>>715798917
Yeah, VRR can be turned off and through nvidia you can also choose if you want or not to have VRR on windowed mode.
Tearing is not perceived the same on all games. Even at a high refresh rate it's far easier to perceive tearing on something like a 2D game than a first person shooter. That's why you'll find many people don't mind playing a shooter at 200fps without any kind of sync on at all and they'd prefer it that way.
When you play with a controller shit's more obvious. Even at something like 130fps you'll notice at least a bit of that. If you have vsync on, it gets worse actually. Not because of input lag or anything like that (it's far less noticeable on higher framerates) but because if you move the camera around consistently you'll notice small "jumps", some sort of annoying juddering, because the refresh rate obviously cannot match the framerate at all. It really fucks it over.

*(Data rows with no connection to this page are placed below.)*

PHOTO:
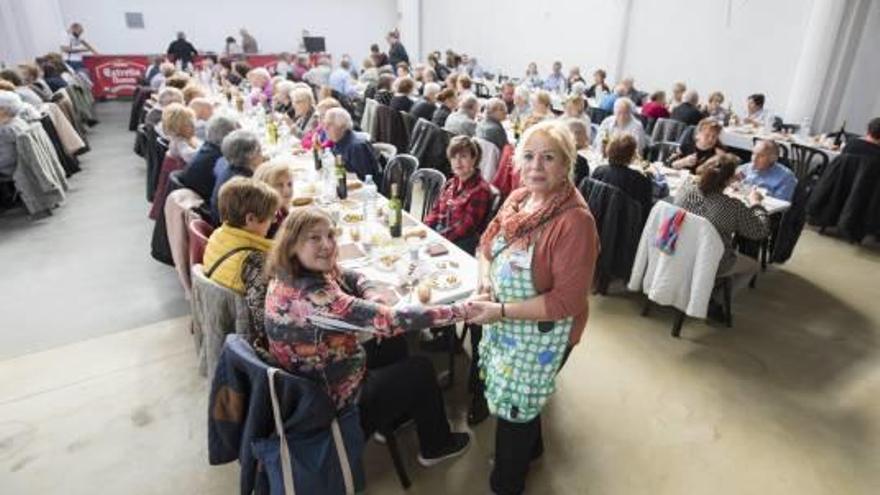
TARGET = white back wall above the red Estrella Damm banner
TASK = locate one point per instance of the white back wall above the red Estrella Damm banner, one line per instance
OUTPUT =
(350, 26)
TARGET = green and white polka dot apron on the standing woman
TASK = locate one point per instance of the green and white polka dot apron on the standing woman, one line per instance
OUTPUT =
(519, 358)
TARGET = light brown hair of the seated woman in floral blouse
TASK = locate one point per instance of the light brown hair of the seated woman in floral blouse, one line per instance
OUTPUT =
(281, 261)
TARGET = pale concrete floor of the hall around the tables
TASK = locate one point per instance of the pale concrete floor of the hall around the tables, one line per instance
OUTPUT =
(786, 402)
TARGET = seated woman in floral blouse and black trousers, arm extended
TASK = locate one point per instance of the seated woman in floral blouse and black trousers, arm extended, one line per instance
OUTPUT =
(314, 312)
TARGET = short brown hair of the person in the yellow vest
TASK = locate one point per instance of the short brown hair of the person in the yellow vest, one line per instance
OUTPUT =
(242, 195)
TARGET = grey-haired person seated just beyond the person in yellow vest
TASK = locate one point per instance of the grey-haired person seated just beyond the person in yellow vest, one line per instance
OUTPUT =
(241, 156)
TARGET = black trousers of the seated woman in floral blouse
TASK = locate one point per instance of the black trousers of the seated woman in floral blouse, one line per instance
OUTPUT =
(405, 389)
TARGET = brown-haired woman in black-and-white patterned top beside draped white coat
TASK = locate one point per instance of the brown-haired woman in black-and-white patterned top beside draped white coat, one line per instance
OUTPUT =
(729, 215)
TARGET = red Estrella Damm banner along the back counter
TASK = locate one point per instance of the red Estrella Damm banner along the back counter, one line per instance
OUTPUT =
(115, 76)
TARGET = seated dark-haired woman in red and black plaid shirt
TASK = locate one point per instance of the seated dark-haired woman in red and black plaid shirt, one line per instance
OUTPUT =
(465, 200)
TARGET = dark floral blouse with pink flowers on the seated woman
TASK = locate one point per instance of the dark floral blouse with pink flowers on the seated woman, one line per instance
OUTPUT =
(304, 346)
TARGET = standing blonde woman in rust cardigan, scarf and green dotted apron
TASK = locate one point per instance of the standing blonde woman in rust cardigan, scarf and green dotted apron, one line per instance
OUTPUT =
(536, 260)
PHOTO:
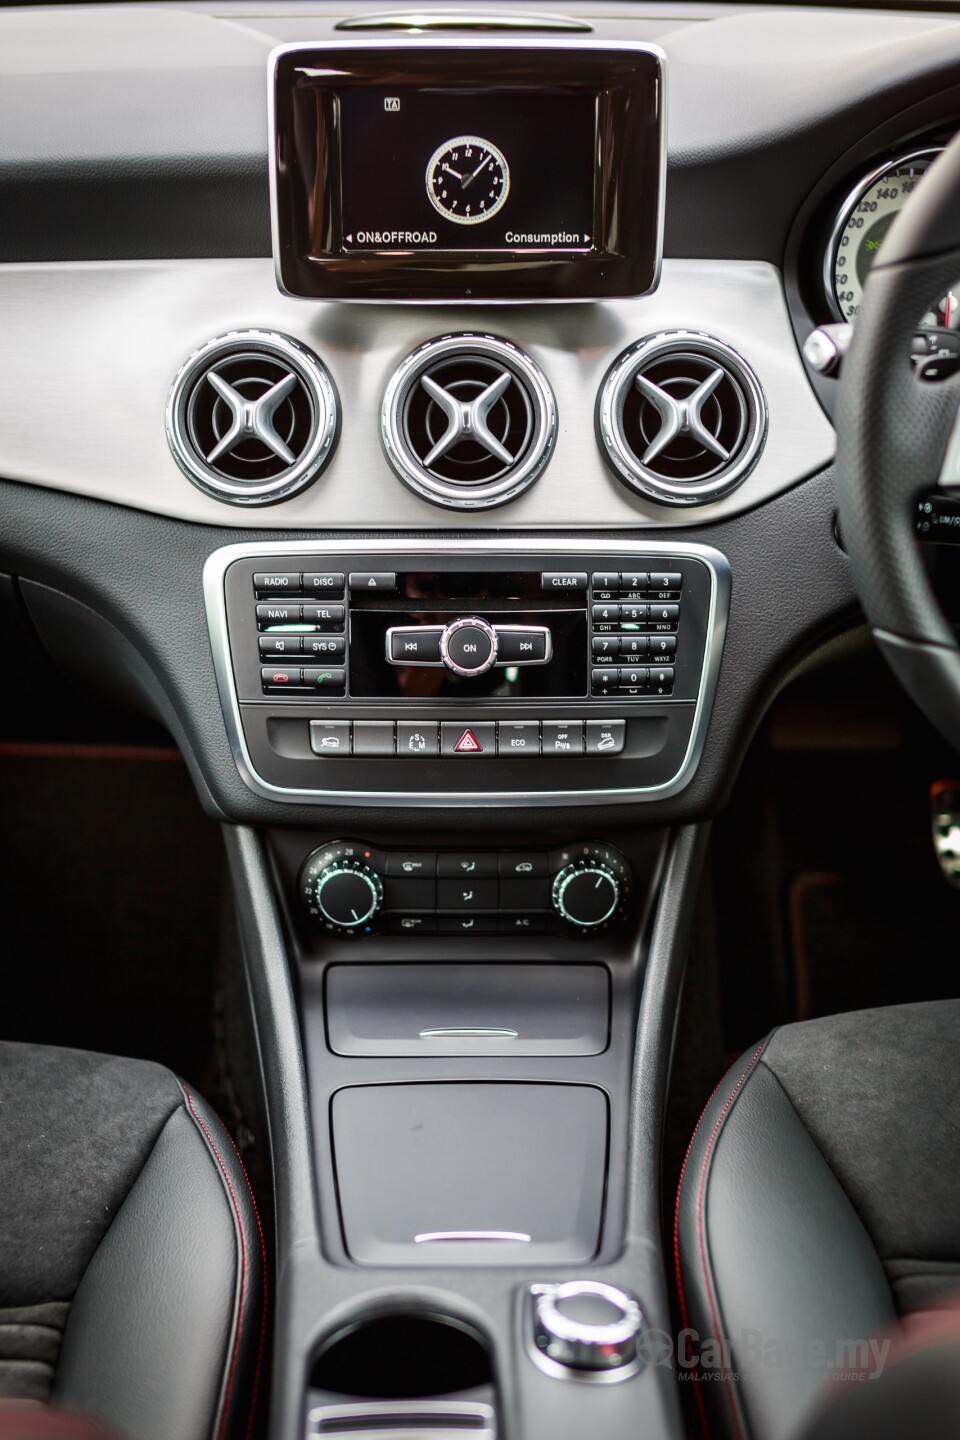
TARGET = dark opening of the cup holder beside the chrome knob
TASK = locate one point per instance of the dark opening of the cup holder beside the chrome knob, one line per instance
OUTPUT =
(402, 1357)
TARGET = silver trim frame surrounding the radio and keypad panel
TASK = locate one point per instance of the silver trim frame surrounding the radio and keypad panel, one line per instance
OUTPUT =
(215, 601)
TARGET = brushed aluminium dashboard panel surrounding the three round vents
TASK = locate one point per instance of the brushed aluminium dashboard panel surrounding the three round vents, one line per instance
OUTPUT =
(97, 345)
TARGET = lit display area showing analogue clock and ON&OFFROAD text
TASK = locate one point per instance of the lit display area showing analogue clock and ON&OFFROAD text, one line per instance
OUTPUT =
(438, 171)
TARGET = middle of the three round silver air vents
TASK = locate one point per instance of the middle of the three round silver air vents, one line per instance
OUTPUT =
(468, 423)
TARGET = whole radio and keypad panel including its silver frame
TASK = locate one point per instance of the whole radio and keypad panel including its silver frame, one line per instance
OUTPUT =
(450, 673)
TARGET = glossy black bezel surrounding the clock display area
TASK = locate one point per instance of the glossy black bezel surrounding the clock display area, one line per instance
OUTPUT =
(628, 83)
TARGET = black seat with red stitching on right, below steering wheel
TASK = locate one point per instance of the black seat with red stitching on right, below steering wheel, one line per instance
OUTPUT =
(820, 1205)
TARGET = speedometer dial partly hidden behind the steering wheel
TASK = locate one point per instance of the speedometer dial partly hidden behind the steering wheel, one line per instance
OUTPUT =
(861, 228)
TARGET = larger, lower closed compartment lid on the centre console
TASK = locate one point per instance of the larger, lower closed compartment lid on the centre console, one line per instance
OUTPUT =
(471, 1173)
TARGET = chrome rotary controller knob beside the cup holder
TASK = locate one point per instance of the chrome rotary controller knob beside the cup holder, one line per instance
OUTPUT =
(587, 1327)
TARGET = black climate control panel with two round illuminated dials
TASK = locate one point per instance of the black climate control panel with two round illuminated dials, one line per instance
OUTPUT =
(352, 889)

I have a 360hz OLED monitor myself, and there's been several times where for whatever reason (maybe installing drivers again or whatever) VRR was disabled and I could tell right away without having to check anything. "Why does it look like shit when I move around even though I'm getting a lot of FPS" and then I check the monitor OSD, and it's telling me VRR is disabled.
Of course I also notice when it's enabled because some games have a tendency to change framerates very rapidly in loading screens and there is brightness flickering, like the webm in the OP. But if you'll notice in that webm at the bottom, that's happening because it's fluctuating very stupidly, and normally you wouldn't encounter that while playing, unless you had a horribly unoptimized game.